CDU-Fraktionschef Burkard Dregger sagte der Berliner Zeitung, er wolle vom Berliner Innensenator im nächsten Innenausschuss erfahren, ob die Berichterstattung zutreffe – und, sollte es so sein, „warum der Innensenator das Parlament darüber bisher nicht informiert hat“.

Die Berliner Datenschutzbeauftragte Maja Smoltczyk, die nun die Prüfung eines Strafantrags eingeleitet hat, hat die Berliner Polizei erst Mitte August scharf öffentlich kritisiert. Die Polizei verweigere die Aufklärung von fragwürdigen Abfragen in Polizeidatenbanken, teilte Smoltczyk vor zwei Wochen mit.

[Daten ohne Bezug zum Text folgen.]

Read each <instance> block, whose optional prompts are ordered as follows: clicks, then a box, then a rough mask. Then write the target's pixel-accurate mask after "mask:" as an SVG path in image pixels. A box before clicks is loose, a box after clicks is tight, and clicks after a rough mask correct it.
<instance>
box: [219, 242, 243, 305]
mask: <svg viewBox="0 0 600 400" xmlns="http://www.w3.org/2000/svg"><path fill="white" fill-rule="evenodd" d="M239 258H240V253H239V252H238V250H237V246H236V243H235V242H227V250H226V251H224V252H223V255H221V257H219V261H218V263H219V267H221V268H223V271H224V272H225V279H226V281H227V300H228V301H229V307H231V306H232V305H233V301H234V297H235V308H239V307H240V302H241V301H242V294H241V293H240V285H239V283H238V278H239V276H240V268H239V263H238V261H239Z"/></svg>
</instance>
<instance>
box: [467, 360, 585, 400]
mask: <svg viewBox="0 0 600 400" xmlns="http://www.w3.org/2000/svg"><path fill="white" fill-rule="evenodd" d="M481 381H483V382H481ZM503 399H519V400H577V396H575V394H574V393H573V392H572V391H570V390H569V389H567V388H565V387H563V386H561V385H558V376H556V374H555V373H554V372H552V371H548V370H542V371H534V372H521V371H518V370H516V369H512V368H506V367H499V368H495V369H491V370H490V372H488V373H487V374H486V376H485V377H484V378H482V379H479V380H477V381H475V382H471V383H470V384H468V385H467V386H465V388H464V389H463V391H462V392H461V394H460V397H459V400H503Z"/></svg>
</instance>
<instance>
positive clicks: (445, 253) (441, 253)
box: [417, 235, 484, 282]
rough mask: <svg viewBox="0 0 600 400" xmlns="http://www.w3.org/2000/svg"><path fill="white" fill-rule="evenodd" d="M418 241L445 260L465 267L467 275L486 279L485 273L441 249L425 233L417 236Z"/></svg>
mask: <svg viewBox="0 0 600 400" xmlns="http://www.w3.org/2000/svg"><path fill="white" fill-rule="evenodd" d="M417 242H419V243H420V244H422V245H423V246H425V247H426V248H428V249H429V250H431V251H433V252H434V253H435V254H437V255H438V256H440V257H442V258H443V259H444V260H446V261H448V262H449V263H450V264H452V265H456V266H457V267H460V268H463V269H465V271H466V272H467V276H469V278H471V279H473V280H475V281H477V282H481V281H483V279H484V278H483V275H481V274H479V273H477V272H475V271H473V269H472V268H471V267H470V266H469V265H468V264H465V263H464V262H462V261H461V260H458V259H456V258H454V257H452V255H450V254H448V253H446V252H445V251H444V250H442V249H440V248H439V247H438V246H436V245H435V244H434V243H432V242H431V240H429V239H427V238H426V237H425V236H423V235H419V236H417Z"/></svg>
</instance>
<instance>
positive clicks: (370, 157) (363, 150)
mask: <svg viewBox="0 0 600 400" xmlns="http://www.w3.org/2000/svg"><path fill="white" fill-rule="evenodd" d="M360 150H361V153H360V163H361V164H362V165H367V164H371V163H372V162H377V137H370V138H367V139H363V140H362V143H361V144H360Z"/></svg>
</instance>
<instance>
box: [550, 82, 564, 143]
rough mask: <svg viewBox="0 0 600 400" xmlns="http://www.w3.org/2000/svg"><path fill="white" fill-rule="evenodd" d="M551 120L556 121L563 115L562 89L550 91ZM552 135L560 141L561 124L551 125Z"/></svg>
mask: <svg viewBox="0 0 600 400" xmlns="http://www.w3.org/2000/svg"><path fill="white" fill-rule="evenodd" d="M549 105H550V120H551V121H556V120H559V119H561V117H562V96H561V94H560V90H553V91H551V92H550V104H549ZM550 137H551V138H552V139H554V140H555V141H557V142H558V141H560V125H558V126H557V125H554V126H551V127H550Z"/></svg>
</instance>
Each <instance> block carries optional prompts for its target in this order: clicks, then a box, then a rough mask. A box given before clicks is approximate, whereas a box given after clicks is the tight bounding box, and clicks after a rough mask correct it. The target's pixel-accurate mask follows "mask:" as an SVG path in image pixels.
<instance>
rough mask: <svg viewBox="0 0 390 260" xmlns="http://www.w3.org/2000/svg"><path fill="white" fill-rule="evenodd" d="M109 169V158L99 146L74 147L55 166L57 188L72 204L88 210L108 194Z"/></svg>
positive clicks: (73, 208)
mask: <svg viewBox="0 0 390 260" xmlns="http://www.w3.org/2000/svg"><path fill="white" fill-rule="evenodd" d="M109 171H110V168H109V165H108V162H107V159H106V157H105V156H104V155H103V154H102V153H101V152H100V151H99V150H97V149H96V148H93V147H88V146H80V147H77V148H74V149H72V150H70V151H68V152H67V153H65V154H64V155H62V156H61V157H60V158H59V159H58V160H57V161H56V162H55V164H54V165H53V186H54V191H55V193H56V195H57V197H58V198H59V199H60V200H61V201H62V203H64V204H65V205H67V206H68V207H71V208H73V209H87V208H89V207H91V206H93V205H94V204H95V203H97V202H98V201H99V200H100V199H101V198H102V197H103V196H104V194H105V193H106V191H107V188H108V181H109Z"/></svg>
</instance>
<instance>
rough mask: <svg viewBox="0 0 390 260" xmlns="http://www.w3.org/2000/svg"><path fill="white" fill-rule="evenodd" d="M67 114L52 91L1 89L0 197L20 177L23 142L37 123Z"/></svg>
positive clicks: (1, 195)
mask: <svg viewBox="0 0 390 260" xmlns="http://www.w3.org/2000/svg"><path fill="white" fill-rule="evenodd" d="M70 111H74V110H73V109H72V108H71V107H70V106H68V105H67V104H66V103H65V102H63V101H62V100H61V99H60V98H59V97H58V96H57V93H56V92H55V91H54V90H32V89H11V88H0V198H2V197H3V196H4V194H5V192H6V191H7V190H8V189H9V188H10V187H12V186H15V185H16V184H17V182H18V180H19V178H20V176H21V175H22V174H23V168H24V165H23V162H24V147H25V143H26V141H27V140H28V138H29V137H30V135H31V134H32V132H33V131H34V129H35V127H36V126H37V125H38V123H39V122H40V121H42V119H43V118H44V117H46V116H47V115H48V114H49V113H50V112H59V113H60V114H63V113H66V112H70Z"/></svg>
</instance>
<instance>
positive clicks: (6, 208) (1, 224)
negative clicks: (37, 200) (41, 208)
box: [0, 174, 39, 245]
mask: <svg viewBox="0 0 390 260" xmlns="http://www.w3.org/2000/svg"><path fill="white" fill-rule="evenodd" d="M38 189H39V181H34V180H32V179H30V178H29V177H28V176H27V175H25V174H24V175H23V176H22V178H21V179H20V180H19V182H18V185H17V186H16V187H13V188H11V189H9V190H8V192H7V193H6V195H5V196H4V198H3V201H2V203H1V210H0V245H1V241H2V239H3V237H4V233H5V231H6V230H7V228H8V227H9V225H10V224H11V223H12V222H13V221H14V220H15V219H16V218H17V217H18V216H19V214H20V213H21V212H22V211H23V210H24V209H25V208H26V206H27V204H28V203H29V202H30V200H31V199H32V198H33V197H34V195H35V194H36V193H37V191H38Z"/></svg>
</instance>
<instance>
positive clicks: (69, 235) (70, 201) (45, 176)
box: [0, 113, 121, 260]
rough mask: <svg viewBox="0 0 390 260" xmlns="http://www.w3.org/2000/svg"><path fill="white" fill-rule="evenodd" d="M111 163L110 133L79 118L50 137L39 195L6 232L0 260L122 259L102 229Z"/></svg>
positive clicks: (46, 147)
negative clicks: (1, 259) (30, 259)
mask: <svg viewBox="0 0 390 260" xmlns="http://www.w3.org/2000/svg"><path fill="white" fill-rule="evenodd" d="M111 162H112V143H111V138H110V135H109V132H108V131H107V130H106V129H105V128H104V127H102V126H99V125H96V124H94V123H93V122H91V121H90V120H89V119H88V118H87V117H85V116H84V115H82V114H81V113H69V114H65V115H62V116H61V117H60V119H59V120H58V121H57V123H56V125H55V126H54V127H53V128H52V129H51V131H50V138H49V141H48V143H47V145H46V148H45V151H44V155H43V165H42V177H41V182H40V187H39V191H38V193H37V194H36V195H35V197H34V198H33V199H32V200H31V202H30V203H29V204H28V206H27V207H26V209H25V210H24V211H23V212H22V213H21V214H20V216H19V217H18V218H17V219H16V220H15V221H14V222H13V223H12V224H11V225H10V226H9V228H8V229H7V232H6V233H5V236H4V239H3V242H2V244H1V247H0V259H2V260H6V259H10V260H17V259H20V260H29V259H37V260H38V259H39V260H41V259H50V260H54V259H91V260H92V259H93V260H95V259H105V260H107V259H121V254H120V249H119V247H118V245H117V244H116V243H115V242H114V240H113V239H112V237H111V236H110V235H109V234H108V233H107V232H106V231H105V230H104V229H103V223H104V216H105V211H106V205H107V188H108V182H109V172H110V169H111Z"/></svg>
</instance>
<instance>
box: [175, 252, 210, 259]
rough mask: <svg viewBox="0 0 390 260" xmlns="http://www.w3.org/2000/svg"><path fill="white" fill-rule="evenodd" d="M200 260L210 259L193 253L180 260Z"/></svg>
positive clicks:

Im konkreten Fall sei es um die Beschwerde einer Person gegangen, an deren Wohnhaus die Drohung „9 mm für (…). Kopfschuss“ stand. Diese Person sei bereits zuvor Opfer mutmaßlich rechtsextremer Gewalt gewesen. Die Polizei bestätigte laut Smoltczyk polizeiliche Zugriffe auf die Daten zweier betroffener Personen, konnte aber „lediglich einen Teil dieser Zugriffe nachvollziehbar dienstlich begründen“. Ein „äußerst irritierendes Verhalten der Berliner Polizei“, so Smoltczyk. „Die Berliner Polizeibehörde offenbart durch die hartnäckige Verweigerung ihrer Mitwirkung ein bedenkliches Rechtsverständnis.“

Benjamin Jendro, Sprecher der Gewerkschaft der Berliner Polizei (GdP), verwies am Donnerstag auf die in Hessen laufenden Ermittlungen zum Fall „NSU 2.0“, die es abzuwarten gelte – „auch weil hier viel spekuliert wird“. Die Droh-Mails an Idil Baydar und Anne Helm seien verachtenswert, man hoffe auf lückenlose Aufklärung. Es gebe aber bereits jetzt Stichproben der Datenabfragen, die Zahl der Missbräuche sei „schwindend gering“. Niemand innerhalb der Polizei könne ohne individuelle Nutzerkennung Abfragen im Poliks-System starten. „Der nächste Schritt wäre eine biometrische Sicherung, um keine Zweifel an der Identität des Abfragenden zu lassen“, so Jendro weiter.